İlk ÖZETİ| yaptıklarında şaşırdık ama “Canım iklim krizine dikkat çektiler, böylece konuşulmuş oldu” denildi. “Zaten tablonun önünde koruma camı varmış, zarar da verilmemiş” diye savunanlar çıktı. Bugün hoş görürsünüz yarın yakmaya kalkarlar, bu işin tadı kaçtı. Şimdi her gün bir vandallık, barbarlık haberiyle karşılaşıyoruz: dünyanın en ünlü müzelerinin bu kadar korunaksız olması da şaşırtıcı? Son olarak Lahey’de, Mauritshuis Müzesi’nde sergilenen Hollandalı ressam Johannes Vermeer’in başyapıtlarından biri olan “İnci Küpeli Kız” tablosuna bir aktivist diyemeyeceğim artık, barbar, kafasını yapıştırmış! Kısa zamanda müdahale edilerek tutuklanmış.

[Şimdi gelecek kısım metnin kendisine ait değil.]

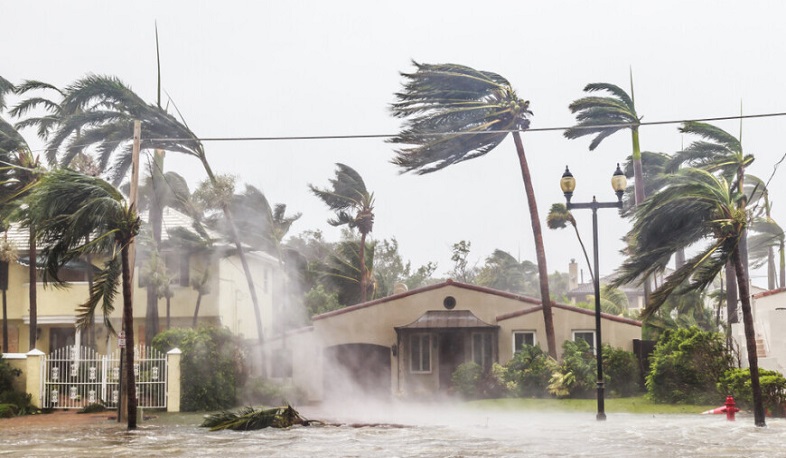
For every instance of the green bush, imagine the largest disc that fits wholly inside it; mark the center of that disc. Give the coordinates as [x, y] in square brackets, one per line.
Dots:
[686, 366]
[576, 375]
[13, 402]
[212, 366]
[620, 372]
[737, 382]
[529, 371]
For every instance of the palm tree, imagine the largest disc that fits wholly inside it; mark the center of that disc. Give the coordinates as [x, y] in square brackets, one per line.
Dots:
[455, 113]
[558, 218]
[604, 116]
[717, 152]
[354, 207]
[19, 172]
[504, 272]
[77, 214]
[695, 206]
[102, 110]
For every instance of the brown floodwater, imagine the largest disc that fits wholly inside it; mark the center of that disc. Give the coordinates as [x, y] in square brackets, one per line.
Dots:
[413, 431]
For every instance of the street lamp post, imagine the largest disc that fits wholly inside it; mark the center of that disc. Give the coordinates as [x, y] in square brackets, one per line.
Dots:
[618, 183]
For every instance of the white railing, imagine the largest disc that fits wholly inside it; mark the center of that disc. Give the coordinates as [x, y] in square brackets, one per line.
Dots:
[74, 377]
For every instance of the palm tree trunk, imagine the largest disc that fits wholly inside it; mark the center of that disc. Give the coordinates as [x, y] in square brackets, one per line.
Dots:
[543, 272]
[750, 333]
[32, 278]
[196, 310]
[128, 324]
[731, 294]
[362, 255]
[244, 262]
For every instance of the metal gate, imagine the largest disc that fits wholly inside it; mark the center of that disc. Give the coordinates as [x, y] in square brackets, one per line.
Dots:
[74, 377]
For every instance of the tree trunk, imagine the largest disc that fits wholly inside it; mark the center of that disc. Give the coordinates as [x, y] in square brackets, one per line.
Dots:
[731, 294]
[32, 278]
[196, 310]
[543, 272]
[128, 324]
[244, 262]
[362, 255]
[750, 333]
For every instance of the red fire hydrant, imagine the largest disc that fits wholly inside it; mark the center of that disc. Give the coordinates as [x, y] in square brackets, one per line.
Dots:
[731, 408]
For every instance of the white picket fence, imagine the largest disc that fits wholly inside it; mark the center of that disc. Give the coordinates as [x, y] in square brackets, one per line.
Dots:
[75, 376]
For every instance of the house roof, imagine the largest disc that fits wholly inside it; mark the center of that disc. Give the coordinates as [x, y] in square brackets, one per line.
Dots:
[771, 292]
[440, 319]
[531, 304]
[448, 282]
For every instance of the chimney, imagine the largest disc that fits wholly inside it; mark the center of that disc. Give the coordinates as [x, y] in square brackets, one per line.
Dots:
[573, 275]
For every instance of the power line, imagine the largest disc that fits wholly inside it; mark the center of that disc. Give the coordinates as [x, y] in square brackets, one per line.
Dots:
[537, 129]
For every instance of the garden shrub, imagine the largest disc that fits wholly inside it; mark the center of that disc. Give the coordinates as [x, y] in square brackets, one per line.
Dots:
[13, 402]
[528, 373]
[737, 382]
[686, 366]
[212, 366]
[620, 372]
[576, 375]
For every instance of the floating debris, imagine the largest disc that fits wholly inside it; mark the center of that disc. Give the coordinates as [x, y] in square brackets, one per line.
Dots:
[249, 418]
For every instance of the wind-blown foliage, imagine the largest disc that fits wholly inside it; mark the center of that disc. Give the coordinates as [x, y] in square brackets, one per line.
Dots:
[353, 204]
[76, 214]
[453, 113]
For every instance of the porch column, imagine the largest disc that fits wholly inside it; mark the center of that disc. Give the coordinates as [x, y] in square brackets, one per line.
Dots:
[34, 372]
[173, 380]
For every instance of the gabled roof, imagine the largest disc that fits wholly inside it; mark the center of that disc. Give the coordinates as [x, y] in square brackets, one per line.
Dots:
[441, 319]
[446, 283]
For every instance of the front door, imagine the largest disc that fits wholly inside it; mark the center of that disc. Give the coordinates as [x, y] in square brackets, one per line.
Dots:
[451, 355]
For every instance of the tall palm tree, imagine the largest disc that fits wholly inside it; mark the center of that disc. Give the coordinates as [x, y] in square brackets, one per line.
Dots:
[558, 218]
[19, 172]
[455, 113]
[504, 272]
[77, 214]
[604, 116]
[354, 207]
[721, 153]
[102, 110]
[696, 206]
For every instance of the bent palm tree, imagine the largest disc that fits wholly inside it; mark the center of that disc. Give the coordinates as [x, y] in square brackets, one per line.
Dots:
[102, 110]
[605, 116]
[558, 218]
[77, 214]
[455, 113]
[695, 206]
[354, 207]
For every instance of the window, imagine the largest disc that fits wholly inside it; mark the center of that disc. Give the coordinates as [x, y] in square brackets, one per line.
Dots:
[587, 336]
[481, 349]
[521, 338]
[420, 353]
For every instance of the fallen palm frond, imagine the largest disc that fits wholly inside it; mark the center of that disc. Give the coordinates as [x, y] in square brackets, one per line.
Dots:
[248, 418]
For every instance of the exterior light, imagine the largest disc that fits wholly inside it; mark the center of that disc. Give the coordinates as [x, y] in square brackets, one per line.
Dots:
[567, 183]
[619, 182]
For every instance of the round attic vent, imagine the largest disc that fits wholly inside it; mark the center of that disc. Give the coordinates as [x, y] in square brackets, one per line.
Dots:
[449, 302]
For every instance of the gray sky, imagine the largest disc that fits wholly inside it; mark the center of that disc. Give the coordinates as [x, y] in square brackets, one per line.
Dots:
[261, 69]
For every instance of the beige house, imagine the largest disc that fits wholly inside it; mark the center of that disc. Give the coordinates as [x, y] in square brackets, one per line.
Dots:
[228, 302]
[769, 323]
[409, 344]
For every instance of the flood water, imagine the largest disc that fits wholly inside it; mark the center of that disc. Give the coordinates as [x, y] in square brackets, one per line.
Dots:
[432, 431]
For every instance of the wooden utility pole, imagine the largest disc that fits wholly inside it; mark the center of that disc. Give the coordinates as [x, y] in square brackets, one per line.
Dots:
[122, 411]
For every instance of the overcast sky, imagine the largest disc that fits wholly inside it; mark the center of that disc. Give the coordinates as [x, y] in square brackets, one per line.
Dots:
[268, 69]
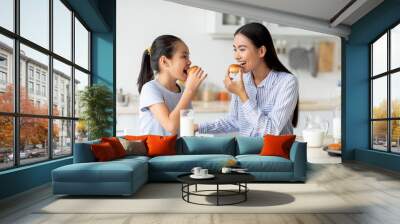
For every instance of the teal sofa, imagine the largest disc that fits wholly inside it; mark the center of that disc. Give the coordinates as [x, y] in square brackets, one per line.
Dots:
[125, 176]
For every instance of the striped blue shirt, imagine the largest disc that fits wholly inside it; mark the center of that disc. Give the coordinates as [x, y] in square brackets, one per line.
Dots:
[269, 109]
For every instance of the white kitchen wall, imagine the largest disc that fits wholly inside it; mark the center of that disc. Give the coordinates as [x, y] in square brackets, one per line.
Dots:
[140, 22]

Bundan önce de Almanya’daki “Letzte Generation” isimli çevreci gruptan iki kişi, Postsdam şehrindeki Barberini Müzesi’nde sergilenen Fransız ressam Claude Monet’in “Saman Yığınları” tablosuna patates püresi fırlattı.
ÖNLEMLER SIKLAŞACAK
Bir başka vandallık da Londra’da “Just Stop Oil” topluluğu üyelerinden geldi. Van Gogh’un Ulusal Galeri’de sergilenen “Sunflowers” ayçicekleri tablosuna domates çorbası fırlattılar. İngiltere hükümetinin tüm yeni petrol ve gaz projelerini durdurması için yapılan eylemin ardından aktivistler tutuklandı. Müze ve galeri yetkililerinin önlemlerini sıklaştırması, sadece gezginlerin işini zorlaştıracak. Bunlara yapılacak en iyi önlem ise hoşgörü değil, kamuoyunun tepki göstermesi olmalı diye düşünüyorum. Sanata zarar vermek, iyi niyetle de olsa, bir eylem biçimi olamaz!